# FNAB Pre-Op?



## grenalynn (Mar 27, 2013)

I've read online that it's a fairly simple procedure that can be performed in a Dr's office. I was referred to an Intervention Radiologist to have mine done this coming friday morning. But I have a pre-op appt thursday afternoon? What for? Now I'm kind of nervous. What to expect?


----------



## Octavia (Aug 1, 2011)

Oh, that's interesting...you have a pre-op appointment for a needle biopsy? You might want to call and double-check that they have this right.
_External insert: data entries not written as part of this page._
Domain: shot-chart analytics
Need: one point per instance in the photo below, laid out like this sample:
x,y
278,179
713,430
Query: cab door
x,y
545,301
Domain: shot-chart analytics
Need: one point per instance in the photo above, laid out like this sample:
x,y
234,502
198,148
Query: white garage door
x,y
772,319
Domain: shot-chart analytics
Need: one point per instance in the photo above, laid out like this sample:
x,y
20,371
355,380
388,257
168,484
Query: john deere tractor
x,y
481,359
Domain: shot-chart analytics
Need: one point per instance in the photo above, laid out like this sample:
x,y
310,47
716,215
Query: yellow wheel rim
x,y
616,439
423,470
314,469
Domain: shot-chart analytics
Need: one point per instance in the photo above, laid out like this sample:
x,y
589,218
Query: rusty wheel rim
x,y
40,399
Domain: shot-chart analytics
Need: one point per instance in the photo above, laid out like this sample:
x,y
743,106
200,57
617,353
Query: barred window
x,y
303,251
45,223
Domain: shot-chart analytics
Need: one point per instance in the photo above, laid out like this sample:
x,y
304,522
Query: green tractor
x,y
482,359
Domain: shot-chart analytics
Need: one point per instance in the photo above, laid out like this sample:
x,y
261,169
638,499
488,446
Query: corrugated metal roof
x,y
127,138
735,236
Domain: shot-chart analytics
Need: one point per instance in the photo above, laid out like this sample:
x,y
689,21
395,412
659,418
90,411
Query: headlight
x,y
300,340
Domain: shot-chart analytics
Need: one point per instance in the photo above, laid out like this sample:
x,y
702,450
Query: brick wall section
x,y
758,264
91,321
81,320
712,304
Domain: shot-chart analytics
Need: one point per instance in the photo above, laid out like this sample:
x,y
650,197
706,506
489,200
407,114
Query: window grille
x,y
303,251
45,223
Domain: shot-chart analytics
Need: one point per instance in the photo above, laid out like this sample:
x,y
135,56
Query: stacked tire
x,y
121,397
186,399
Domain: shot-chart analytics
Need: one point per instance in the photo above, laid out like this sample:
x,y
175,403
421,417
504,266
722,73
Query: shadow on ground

It is a fairly simple procedure, and I don't recall anyone here having a pre-op appointment for the needle biopsy.


----------



## grenalynn (Mar 27, 2013)

Ok, thanks! Glad I asked. I'll give them a call. Also, is an intervention radiologist good for this? I'm getting mixed recommendations on who's best at doing this procedure and results.


----------



## joplin1975 (Jul 21, 2011)

If the nodules are hard to feel, an interventional rad is a great person to perform the procedure.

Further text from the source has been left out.